Introduction: Indoleamine 2,3-dioxygenase (IDO) is an intracellular enzyme that catalyzes the essential amino acid tryptophan into kynurenine and has been shown to play a role in immune suppression and tolerance. Previous work from our group has shown that IDO can be delivered extracellularly and maintain its immunomodulatory function, making IDO a promising candidate therapeutic for autoimmune disease and other inflammatory conditions. However, systemic delivery of enzyme therapeutics is often challenged by broad bodily distribution and rapid clearance by renal filtration, leading to off-target side effects, and limited accumulation within target tissues. Furthermore, systemic administration of immunosuppressants often leave patients susceptible to opportunistic infections and other complications. Localized delivery of immunosuppressants could improve efficacy, reduce off-target effects, and lower possible dosing.
Hydrogels can be used for localized delivery of therapeutics. In this work, the hydrogel system we will use is CATCH. The CATCH (Co-Assembly Tags based on Charge complementarity) platform was designed to create supramolecular protein-peptide gels. CATCH consists of a pair of oppositely charged -sheet fibrilizing peptides. Separately, the peptides do not aggregate due to electrostatic repulsion, but once combined, they co-assemble into nanofiber-based gels. Recombinant fusion of a CATCH tag to a protein of interest allows for integration of the protein into the gel structure. By recombinantly fusing IDO to CATCH, CATCH-IDO gels can be created for localized delivery. In this work, we will confirm that CATCH-IDO gels are enzymatically active and determine if they can suppress dendritic cell activation.
Materials and
Methods: • Protein Expression/Purification: CATCH-IDO was expressed in an E. coli host system and purified via nickel affinity and size exclusion chromatography.

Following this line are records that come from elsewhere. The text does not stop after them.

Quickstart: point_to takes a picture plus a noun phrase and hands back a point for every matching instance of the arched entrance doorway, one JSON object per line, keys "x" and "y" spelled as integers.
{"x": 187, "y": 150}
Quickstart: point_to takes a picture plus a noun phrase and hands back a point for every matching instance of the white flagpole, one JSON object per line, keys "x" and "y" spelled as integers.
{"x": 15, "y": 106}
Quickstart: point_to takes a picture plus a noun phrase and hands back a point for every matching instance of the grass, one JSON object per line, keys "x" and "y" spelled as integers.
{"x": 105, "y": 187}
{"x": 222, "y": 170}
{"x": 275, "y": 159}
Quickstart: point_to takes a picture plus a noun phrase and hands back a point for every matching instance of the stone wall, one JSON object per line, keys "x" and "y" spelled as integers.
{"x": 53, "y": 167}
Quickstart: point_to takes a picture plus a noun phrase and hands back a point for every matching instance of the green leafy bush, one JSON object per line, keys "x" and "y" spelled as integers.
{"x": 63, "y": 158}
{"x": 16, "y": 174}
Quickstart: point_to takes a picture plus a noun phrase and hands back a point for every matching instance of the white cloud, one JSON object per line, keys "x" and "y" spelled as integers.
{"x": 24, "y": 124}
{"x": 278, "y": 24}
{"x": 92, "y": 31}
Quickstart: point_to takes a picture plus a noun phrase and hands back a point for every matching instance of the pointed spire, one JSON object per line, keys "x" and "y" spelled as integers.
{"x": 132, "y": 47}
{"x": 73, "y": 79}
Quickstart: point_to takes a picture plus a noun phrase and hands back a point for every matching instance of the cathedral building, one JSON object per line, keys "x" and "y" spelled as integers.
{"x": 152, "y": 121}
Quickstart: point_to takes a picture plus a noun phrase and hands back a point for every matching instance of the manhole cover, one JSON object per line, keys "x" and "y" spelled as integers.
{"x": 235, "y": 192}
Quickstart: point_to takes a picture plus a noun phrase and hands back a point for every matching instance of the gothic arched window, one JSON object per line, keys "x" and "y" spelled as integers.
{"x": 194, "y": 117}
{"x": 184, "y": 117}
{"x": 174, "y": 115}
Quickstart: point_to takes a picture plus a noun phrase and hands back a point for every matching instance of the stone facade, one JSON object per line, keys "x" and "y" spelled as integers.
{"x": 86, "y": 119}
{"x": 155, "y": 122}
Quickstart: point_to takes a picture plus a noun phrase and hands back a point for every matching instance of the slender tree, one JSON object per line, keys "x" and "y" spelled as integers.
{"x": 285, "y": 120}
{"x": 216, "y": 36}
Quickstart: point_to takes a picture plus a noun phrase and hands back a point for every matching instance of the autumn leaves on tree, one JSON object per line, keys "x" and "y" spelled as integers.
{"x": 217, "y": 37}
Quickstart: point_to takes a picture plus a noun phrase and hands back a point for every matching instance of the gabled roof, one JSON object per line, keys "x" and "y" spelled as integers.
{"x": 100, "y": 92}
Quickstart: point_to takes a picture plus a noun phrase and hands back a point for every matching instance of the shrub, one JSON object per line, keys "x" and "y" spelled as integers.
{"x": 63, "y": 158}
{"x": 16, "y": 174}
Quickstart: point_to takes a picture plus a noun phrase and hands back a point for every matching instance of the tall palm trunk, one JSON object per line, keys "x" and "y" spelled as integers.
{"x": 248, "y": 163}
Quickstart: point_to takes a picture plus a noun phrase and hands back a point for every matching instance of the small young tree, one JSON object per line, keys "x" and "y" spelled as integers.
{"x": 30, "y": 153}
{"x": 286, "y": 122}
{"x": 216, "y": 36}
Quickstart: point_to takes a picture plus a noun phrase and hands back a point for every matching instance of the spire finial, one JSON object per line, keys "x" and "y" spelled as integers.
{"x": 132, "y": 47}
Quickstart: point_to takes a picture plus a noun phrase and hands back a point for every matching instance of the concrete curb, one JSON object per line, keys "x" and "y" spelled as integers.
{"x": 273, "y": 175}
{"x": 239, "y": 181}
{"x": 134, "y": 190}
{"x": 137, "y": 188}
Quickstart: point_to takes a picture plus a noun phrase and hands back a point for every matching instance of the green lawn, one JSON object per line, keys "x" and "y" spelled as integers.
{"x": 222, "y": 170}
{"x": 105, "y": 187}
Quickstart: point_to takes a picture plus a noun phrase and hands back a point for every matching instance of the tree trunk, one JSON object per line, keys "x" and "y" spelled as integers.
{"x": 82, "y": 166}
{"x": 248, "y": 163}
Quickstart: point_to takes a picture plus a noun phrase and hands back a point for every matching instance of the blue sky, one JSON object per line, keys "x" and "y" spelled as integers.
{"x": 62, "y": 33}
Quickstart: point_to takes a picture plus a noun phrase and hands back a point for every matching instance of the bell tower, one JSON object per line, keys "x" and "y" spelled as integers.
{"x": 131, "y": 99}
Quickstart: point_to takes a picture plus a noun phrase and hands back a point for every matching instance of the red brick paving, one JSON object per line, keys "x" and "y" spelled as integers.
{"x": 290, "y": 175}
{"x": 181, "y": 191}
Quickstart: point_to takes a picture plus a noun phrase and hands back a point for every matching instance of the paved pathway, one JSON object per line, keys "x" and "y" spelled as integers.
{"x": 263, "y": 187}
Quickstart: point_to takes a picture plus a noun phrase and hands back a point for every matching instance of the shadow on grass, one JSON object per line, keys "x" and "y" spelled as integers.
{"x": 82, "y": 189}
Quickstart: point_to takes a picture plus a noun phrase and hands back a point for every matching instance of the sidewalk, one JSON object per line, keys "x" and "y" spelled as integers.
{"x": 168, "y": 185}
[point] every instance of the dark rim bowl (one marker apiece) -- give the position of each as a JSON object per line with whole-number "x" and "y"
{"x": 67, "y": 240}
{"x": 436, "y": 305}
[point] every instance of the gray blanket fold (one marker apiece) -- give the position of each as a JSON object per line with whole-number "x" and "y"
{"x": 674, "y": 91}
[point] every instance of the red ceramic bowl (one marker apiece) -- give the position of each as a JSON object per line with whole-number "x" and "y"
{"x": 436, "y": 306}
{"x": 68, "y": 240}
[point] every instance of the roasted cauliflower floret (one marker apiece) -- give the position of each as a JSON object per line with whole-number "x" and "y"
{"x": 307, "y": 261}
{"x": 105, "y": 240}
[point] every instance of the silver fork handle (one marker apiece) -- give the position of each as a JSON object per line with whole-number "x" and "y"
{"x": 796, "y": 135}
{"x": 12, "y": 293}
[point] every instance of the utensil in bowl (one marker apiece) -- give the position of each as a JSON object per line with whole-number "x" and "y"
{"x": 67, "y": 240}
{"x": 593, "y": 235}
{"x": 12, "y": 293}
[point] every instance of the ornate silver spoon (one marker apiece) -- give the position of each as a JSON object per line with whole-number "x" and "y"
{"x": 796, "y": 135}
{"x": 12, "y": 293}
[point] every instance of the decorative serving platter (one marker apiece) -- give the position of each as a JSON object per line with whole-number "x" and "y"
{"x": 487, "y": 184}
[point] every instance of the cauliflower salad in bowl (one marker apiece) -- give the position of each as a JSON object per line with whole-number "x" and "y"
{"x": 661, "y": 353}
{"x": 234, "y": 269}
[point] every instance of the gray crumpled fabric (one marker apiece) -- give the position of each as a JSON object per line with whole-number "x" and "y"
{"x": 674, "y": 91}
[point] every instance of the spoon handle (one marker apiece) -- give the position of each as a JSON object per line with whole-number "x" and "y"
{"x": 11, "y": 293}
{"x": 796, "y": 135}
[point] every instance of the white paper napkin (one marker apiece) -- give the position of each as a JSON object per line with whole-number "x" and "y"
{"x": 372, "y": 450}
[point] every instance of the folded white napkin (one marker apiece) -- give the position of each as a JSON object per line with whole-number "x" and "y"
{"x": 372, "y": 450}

• CATCH Hydrogel Fabrication: CATCH peptides were dissolved in aqueous buffer and combined in equimolar ratios, with the addition CATCH-IDO, to peptide concentration of 12mM.
• CATCH-IDO Gel Biochemical Activity: CATCH-IDO gels and blank gels were incubated with tryptophan, catalase, and the necessary electron donors, methylene blue and ascorbic acid. N-formyl-kynurenine (NFK), the immediate precursor to kynurenine, was measured at 321nm over the course of an hour. Specific activity of CATCH-IDO was determined based on the rate of conversion of tryptophan to NFK.
• Dendritic cell isolation: Dendritic cell precursors were isolated from C57BL/6 mouse bone marrow and cultured with GMCSF for 10 days. The purity and viability of the dendritic cells were validated by flow cytometry (Biolegend, CD11b, CD11c, MHC II).
• CATCH-IDO gel Biological Activity: The bone marrow derived dendritic cells were cultured at 0.25x10^6 cells/mL with either soluble CATCH-IDO (30ug), blank gels, or CATCH-IDO gels (30ug) for 24 hours and then stimulated with lipopolysaccharide (LPS) (1 ug/mL) overnight. Dendritic cell activation and production of IL-12p70 was measured by enzyme-linked immunosorbent assay (ELISA) (BD Biosciences). Production of IL-6 and IL-10 will also be measured by ELISA. RNA will be isolated from the dendritic cells (Qiagen), converted to cDNA (Fisher), and amplified for genes of interest by qPCR (QuantStudio) (IL-12, IL-6, IL-10).
Results, Conclusions, and Discussions: The data demonstrates that IDO remains active immobilized within the CATCH gel, as evidenced by generation of kynurenine. Dendritic cells derived for this work were found to be 92% viable and 85% CD11b+ and CD11c+, which are common dendritic cell surface markers. When CATCH-IDO gels were cultured with dendritic cells and stimulated with LPS, they suppressed inflammatory activation. CATCH-IDO gel pretreatment decreased LPS-induced IL-12 secretion, whereas blank gels had no effect. The CATCH-IDO gels decreased IL-12 to a greater degree than freely diffusing soluble IDO, possibly due to increased enzyme stability from the gel immobilization. Based on these results, the CATCH gel is a promising vehicle for IDO. Further characterization is ongoing for IL-6, IL-10, and inflammatory gene expression. Moving forward, we will determine if CATCH-IDO gels can locally modulate inflammation and pain behavior in vivo.